A proposed model: simple, equitable, sustainable
Based on what has worked internationally – and based on the lessons from e-prescribing here at home – a sustainable, generalisable model for vendor participation in national digital health initiatives could take the following form.
1. A small annual compliance payment for accredited vendors
This is not intended to be a revenue stream. It is simply recognition of the baseline work required to keep a connection compliant, secure and functional. It creates parity across vendors, irrespective of size.
2. A tiered usage-based incentive
Vendors receive a small payment only when clinicians or providers actually use the capability. This ensures:
- No payment for dormant or ghost integrations.
- Higher activity is rewarded.
- Government sees real uptake.
- The total exposure is predictable.
This does not need to be a per-transaction model. Tiers can be used to reduce reporting burden and eliminate administrative costs.
3. Caps and transparency
Government can set strict caps to prevent runaway spending. Vendors know the rules in advance. The public knows where the money is going.
4. No exclusivity
All accredited vendors can participate. No single vendor should hold privileged status or special access to funds.
5. Clean alignment to government objectives
Funding would be tied only to clearly defined deliverables – for example secure messaging transactions, document exchange events, validated clinical summaries – not to bespoke development or vendor-specific projects.
Why this helps government as much as vendors
A sustainable vendor funding model is not a subsidy. It is risk management.
It gives government:
- Predictable budgeting.
- Clear activity data.
- Faster adoption.
- Less fragmentation.
- Greater ability to forecast demand.
- Higher assurance that all vendors – not just a select few – can meet expectations.

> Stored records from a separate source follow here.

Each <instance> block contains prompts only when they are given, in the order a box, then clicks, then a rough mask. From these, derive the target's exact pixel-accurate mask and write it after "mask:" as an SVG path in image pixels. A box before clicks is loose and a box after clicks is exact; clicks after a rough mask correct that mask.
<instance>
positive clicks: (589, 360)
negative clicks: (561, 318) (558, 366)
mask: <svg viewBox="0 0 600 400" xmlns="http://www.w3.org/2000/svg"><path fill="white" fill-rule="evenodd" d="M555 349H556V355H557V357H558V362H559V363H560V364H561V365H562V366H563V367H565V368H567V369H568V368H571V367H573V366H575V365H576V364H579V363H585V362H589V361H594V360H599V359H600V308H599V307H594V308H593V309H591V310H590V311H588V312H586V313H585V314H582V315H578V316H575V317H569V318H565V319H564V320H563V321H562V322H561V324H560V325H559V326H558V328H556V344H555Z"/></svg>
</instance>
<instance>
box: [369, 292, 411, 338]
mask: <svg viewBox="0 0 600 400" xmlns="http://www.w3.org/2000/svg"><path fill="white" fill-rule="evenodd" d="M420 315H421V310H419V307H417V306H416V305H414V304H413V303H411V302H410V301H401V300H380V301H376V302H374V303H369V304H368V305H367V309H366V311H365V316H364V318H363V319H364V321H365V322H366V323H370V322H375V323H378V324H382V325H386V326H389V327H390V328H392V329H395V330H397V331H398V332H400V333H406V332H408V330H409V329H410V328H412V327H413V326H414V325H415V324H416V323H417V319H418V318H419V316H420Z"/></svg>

It ensures that the systems clinicians rely on every day continue to function as government standards evolve.
And for vendors, it simply removes the current disincentive to doing the work. It gives them a reason to prioritise the integrations that matter most to the national agenda.
Where to from here?
The MSIA summit made one thing abundantly clear: the vendor community is not pushing back on digital health reforms. On the contrary, most vendors want to play a meaningful role in lifting the digital capability of Australian healthcare.
The concern is not the strategy. It is the sustainability of execution.
If Australia wants a genuinely interoperable health system – one where every clinical stakeholder, in every setting, can participate fully – the funding model must evolve. It must acknowledge the true ongoing cost of keeping national digital health infrastructure alive inside dozens of privately built systems.
A small, structured, sustainable vendor incentive program is not a silver bullet. But it is the missing layer that would allow government, vendors and clinicians to move forward together at pace.
And it is well within reach.
Dr Bert Pruim is an Australian dermatologist and CEO of Xestro, Australian cloud-only PMS and electronic medical record platform for private medical specialist practices.